South African scientists believe Omicron is lighter than Delta

The Omicron Covid-19 variant was first identified in South Africa. Dr. Unben Pillay in South Africa admits to treating dozens of sick patients every day, but he doesn't have to send anyone to hospital.

Ummatimes - That's one of the reasons why he, along with doctors and other medical experts, suspect that the Omicron version actually causes a milder Covid-19 than the Delta, even though this variant spreads more quickly. “They are able to manage the disease at home. Most have recovered within a 10 to 14 day isolation period," Pillay said of his patients.

"This includes older patients and those with health problems that can make them more susceptible to becoming seriously ill from coronavirus infection," he said.

In the two weeks since Omicron was first reported in South Africa, other doctors have shared similar stories. All cautious that it will take weeks to gather enough data to be certain, their observations and preliminary evidence offer some clues.

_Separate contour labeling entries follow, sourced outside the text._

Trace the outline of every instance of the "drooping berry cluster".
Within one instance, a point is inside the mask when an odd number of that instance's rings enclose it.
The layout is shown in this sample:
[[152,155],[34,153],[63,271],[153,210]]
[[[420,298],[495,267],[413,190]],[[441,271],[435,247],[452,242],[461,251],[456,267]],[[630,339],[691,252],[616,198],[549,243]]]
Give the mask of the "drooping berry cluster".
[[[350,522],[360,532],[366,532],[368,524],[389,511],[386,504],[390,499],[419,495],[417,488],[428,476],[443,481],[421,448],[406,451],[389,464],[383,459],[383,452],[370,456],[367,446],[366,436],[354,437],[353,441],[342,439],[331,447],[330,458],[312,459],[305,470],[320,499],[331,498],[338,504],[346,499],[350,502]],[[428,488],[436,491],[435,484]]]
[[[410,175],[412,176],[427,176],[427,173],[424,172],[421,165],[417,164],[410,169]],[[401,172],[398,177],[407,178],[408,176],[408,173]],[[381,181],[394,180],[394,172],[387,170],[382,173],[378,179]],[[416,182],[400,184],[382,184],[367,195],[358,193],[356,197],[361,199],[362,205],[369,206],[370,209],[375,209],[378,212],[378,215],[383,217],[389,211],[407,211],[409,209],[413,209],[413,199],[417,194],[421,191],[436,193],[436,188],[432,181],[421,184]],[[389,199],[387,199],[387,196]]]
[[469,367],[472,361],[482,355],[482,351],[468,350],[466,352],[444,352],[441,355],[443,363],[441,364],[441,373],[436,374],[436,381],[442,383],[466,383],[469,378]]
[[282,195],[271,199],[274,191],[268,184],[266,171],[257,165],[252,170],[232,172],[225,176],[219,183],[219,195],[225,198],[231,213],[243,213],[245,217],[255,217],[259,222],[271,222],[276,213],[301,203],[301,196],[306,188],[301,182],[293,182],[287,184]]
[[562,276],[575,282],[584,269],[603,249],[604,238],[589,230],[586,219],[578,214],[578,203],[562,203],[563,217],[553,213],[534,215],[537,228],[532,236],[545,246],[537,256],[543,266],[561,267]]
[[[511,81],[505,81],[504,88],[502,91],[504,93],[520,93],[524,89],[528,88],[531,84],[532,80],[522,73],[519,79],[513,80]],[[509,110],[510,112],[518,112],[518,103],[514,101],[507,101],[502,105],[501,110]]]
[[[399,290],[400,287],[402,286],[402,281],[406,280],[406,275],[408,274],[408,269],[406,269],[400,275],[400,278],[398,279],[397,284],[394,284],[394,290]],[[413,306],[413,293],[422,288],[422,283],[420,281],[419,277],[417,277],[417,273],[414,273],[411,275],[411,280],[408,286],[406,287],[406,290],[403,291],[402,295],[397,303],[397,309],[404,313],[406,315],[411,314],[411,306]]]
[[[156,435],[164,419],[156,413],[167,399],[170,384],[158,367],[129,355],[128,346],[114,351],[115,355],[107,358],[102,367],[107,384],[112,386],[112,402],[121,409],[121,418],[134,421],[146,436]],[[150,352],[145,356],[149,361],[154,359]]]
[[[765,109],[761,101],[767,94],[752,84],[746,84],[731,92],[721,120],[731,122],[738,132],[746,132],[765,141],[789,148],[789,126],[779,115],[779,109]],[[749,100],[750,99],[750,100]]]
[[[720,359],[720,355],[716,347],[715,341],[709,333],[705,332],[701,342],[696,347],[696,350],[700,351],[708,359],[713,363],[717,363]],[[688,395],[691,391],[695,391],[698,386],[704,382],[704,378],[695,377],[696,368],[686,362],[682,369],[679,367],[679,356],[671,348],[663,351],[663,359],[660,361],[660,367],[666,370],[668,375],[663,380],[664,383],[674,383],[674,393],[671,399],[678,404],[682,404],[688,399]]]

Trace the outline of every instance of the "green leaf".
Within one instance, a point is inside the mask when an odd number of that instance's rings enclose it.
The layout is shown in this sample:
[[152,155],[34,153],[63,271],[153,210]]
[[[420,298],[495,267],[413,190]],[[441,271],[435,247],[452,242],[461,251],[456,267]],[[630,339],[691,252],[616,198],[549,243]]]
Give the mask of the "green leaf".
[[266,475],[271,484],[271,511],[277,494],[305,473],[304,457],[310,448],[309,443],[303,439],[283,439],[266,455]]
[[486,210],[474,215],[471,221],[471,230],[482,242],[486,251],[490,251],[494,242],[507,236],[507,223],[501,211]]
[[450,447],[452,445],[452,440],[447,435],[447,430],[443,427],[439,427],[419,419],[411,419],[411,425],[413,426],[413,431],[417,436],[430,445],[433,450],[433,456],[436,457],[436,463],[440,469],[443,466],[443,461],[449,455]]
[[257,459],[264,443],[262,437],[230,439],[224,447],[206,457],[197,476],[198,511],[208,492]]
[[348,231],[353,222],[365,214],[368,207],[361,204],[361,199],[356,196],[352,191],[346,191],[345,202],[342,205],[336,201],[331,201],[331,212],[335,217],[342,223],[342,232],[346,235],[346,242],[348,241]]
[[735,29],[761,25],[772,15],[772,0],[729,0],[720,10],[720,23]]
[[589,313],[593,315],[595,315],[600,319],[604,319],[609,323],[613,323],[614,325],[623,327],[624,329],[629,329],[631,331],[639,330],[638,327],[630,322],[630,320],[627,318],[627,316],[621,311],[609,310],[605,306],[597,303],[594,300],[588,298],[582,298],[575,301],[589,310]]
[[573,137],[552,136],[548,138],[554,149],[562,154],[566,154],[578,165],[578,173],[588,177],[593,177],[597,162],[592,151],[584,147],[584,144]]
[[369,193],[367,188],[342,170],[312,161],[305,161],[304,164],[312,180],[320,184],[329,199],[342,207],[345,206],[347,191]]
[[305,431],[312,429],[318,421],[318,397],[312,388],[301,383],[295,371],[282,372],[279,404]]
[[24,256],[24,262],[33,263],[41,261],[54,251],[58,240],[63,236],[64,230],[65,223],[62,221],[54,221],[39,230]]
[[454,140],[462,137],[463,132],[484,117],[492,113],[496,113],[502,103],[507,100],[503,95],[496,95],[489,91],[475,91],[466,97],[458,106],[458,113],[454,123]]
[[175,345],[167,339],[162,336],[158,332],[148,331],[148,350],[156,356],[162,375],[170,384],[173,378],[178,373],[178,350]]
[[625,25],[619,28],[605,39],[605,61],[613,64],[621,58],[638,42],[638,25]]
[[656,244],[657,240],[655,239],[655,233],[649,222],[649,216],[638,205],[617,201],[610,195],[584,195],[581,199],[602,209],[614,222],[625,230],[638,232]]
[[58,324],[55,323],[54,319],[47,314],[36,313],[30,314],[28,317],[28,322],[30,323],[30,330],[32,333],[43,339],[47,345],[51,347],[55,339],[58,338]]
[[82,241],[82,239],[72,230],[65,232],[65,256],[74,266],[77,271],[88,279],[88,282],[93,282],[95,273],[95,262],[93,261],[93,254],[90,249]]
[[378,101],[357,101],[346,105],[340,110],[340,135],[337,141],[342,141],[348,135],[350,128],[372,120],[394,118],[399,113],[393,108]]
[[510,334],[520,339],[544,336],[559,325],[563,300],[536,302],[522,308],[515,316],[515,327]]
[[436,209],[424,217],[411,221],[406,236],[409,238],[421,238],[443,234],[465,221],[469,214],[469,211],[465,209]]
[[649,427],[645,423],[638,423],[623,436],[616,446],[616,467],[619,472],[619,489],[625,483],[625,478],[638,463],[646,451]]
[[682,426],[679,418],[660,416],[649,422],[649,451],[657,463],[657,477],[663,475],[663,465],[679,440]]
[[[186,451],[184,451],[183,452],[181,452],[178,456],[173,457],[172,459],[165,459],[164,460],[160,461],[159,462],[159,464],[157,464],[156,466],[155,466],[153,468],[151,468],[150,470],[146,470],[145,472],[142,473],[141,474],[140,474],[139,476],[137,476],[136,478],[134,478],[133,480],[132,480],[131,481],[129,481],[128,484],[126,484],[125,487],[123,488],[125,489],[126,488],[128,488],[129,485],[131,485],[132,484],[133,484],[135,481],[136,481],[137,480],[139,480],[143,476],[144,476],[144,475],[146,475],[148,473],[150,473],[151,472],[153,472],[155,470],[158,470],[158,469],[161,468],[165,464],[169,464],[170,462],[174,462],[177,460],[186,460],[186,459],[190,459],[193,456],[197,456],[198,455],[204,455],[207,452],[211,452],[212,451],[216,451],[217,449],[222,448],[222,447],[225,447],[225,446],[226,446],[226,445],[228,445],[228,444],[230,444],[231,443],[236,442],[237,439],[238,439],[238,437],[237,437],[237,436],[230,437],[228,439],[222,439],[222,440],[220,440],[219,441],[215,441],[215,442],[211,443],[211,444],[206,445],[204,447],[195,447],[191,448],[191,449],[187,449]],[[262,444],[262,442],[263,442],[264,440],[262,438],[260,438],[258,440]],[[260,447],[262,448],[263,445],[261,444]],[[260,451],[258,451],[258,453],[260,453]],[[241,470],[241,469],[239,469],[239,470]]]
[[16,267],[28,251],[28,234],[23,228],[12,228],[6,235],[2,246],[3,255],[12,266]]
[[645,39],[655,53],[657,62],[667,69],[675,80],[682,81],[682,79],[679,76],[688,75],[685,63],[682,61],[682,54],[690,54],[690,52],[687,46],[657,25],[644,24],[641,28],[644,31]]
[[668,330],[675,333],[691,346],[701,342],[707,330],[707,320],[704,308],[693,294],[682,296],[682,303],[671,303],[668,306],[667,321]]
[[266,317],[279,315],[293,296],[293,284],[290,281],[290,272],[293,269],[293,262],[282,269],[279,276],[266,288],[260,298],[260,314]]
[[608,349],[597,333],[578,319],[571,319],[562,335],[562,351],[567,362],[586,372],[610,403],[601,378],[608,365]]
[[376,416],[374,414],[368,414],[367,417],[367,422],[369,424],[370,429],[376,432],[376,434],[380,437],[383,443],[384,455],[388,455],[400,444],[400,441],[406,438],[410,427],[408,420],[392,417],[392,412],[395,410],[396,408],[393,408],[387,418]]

According to South Africa's National Institute for Infectious Diseases, only about 30 percent of those hospitalized with Covid-19 in recent weeks have become seriously ill. That number is less than half the level it was during the first weeks of the previous wave of the pandemic.

Then, the average hospital stay for Covid-19 this time was faster, around 2.8 days compared to eight days. Only three percent of patients hospitalized recently with Covid-19 have died, compared to about 20 percent in the country's previous outbreak.

"Today, almost everything is pointing towards a milder disease," said Willem Hanekom, director of the African Institute of Health Research.

"It's still early days, and we need to get final data. Often hospitalizations and deaths follow later, and we're only two weeks into this wave," he explained.

Meanwhile, scientists around the world are watching case numbers and hospitalization rates, all the while testing to see how well current vaccines and treatments hold up. While Delta is still the dominant strain of the coronavirus worldwide, cases of Omicron are popping up in dozens of countries, with South Africa at its epicenter.

According to Health Minister Joe Phaahla, South Africa confirmed 22,400 new cases on Thursday and 19,000 on Friday, up from around 200 a day a few weeks ago. The new spike has infected 90,000 people in the past month.